Singaporean Home Affairs and Law Minister Kasiviswanathan Shanmugam has called on the United States to provide information relating to an ongoing fraud investigation involving U.S.-built servers with embedded Nvidia microchips.
The announcement on March 3 was made after the city-state arrested three men during a raid and charged them with false representation.
“The case relates to servers with chips embedded in them coming into Singapore, and then from Singapore, they went to Malaysia,” he said.
“The question is whether Malaysia was a final destination, or from Malaysia it went to somewhere else, which we do not know for certain at this point.
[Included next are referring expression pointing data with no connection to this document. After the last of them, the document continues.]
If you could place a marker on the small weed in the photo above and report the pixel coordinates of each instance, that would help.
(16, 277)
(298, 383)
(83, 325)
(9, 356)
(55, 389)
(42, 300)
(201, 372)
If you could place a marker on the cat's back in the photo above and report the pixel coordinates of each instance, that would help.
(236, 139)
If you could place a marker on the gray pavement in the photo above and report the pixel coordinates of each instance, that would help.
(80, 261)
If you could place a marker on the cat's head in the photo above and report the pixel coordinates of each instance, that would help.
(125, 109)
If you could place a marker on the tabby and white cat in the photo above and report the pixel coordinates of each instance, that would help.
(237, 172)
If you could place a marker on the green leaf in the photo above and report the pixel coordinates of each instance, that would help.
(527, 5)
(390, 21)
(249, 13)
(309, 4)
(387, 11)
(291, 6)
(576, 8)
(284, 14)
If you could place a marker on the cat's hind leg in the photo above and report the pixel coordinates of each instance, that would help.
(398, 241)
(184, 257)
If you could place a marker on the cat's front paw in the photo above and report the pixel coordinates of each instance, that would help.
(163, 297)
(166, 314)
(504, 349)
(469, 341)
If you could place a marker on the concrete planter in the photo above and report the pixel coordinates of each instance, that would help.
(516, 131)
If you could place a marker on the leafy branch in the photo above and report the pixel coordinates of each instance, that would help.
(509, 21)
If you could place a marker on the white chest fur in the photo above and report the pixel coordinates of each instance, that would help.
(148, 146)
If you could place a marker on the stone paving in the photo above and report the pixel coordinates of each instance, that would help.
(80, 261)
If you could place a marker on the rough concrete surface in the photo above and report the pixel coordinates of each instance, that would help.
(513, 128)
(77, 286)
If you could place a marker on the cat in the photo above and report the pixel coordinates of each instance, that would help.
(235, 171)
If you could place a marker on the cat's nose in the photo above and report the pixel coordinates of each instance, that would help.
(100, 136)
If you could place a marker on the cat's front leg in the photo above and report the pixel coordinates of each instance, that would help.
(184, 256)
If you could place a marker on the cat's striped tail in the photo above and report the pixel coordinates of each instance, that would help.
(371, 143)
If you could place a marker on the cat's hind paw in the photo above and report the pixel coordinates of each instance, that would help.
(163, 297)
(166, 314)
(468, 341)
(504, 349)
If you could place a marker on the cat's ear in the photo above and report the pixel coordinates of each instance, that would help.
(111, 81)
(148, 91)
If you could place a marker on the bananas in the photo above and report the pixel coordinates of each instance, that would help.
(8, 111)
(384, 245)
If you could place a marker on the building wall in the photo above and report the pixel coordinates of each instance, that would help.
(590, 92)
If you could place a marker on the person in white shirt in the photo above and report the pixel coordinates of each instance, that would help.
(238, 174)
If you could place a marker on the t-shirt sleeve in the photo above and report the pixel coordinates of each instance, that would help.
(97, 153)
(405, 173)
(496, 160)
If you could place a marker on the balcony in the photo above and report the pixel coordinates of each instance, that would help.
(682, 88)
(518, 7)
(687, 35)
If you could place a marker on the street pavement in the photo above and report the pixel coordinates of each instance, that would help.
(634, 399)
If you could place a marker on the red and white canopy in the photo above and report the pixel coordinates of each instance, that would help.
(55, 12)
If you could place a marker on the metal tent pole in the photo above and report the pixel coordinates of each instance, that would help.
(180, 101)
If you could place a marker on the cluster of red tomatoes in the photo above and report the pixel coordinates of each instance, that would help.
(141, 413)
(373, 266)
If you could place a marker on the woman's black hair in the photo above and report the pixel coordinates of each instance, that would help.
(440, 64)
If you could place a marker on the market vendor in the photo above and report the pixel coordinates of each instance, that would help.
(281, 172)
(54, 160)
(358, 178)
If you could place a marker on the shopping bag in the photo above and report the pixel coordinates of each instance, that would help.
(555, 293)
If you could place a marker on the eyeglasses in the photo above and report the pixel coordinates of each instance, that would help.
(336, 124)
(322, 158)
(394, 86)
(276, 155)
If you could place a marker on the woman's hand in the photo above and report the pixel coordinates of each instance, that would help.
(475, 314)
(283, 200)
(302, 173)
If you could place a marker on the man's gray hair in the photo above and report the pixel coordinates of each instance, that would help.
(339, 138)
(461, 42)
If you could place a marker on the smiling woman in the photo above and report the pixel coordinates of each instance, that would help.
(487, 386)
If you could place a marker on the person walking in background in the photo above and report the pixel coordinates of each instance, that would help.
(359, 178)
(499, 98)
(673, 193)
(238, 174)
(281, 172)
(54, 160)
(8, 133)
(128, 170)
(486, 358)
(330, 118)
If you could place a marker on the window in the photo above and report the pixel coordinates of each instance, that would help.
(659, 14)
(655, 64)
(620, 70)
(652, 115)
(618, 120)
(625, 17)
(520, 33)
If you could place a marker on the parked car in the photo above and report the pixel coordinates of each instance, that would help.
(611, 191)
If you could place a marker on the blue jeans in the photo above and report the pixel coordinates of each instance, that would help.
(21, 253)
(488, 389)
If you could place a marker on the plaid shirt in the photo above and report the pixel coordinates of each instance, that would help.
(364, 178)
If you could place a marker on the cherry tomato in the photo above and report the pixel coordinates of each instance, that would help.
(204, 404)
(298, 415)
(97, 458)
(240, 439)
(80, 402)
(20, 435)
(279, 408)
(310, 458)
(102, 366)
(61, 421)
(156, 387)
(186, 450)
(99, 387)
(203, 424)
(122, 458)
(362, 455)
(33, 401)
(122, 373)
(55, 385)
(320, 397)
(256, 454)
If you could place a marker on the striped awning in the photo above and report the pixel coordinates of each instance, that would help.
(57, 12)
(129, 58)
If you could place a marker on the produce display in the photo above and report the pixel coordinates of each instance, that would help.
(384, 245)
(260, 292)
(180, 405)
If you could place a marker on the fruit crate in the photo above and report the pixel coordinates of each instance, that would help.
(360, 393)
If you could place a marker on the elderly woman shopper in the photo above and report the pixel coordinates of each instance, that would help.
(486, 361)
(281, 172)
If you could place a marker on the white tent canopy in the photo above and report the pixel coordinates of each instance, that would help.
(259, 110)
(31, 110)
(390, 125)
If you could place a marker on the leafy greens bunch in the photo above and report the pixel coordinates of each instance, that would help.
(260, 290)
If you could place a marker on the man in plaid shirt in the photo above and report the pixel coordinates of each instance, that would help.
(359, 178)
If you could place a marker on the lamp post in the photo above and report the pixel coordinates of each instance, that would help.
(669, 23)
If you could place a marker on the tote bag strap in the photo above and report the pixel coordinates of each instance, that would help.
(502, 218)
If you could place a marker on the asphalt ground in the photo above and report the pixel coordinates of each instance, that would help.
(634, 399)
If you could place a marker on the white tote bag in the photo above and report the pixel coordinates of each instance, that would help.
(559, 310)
But we assessed that there may have been false representation on the final destination of the servers,” Shanmugam told the press.
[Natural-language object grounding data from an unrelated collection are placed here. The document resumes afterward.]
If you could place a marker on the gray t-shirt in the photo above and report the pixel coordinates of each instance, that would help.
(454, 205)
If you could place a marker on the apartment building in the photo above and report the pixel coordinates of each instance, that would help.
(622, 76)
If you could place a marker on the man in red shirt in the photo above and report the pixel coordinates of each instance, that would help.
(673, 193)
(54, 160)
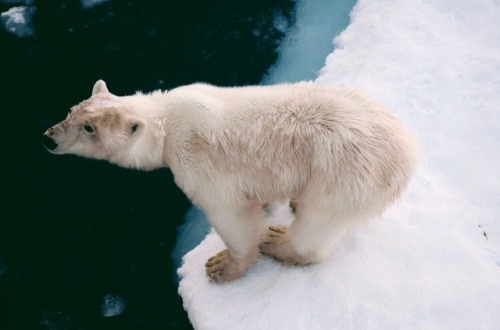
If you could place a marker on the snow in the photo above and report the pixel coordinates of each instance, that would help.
(432, 261)
(316, 22)
(17, 20)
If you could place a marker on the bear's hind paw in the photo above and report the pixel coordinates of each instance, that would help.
(223, 268)
(277, 245)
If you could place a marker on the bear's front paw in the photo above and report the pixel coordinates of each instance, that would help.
(223, 268)
(277, 245)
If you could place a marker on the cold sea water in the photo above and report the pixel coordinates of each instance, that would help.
(85, 244)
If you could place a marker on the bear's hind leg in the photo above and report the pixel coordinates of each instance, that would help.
(241, 230)
(314, 233)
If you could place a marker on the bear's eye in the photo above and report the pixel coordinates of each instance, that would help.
(88, 128)
(135, 127)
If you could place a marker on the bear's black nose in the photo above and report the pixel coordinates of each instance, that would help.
(48, 142)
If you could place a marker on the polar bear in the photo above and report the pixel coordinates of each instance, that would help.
(339, 155)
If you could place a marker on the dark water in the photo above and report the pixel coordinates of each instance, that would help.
(74, 231)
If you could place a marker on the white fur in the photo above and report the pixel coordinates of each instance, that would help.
(340, 155)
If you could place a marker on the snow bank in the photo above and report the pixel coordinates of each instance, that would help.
(433, 260)
(17, 20)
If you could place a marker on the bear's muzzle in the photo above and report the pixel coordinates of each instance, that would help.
(48, 142)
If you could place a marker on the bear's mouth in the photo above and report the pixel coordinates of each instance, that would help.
(49, 143)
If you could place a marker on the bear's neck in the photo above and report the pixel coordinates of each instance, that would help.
(147, 152)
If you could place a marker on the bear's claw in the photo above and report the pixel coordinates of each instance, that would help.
(277, 245)
(223, 268)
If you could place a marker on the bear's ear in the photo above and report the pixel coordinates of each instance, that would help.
(100, 87)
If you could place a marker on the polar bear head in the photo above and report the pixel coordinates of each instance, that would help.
(105, 126)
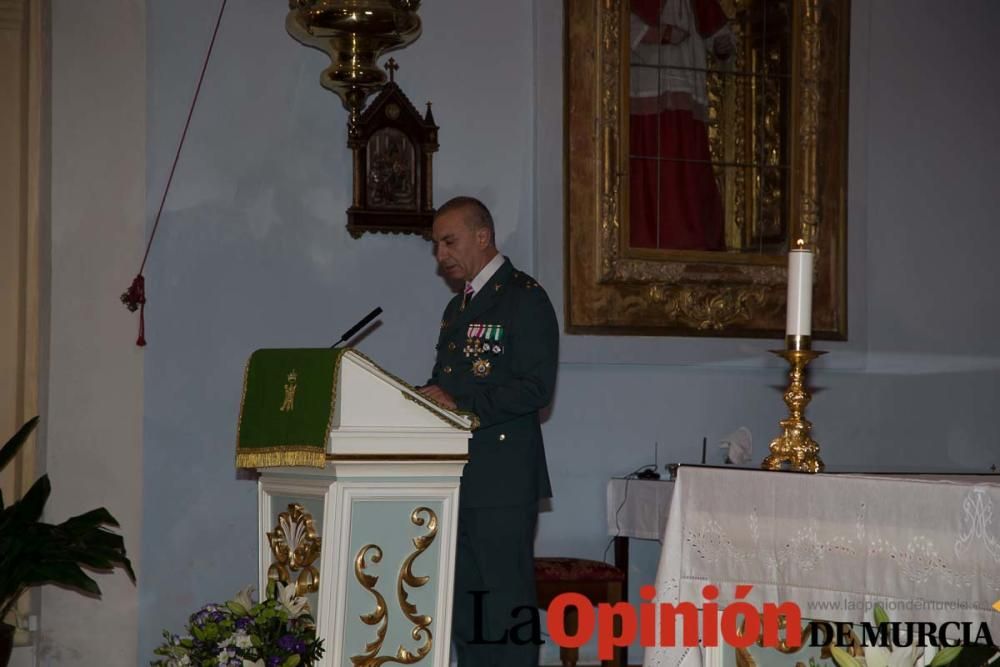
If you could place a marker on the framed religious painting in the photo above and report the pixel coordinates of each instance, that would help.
(704, 138)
He pointed out that the Singaporean authorities suspected that the servers contained components “subject to US export controls.”
Shanmugam noted that investigators needed more information from the United States because the two computer hardware brands were produced there.
Shanmugam went on to say that his country also wanted answers from Malaysia.
He told reporters that Singapore was not acting at the behest of the United States but that a tip-off originating in America triggered the arrests.
When pressed for details of the fraud case, he stated merely that inaccurate “declarations” were made “about ultimate destination of the servers” to Singaporean agencies, which amounted to fraud.
On Dec. 2, 2024, the U.S. Department of Commerce’s Bureau of Industry and Security issued several restrictions, extending controls to 24 types of semiconductor manufacturing equipment along with three categories of tools used in their production.
On Dec. 9, 2024, the Chinese regime’s State Administration for Market Regulation announced that it had launched a probe of technology company Nvidia Corp over alleged violations of China’s anti-monopoly law.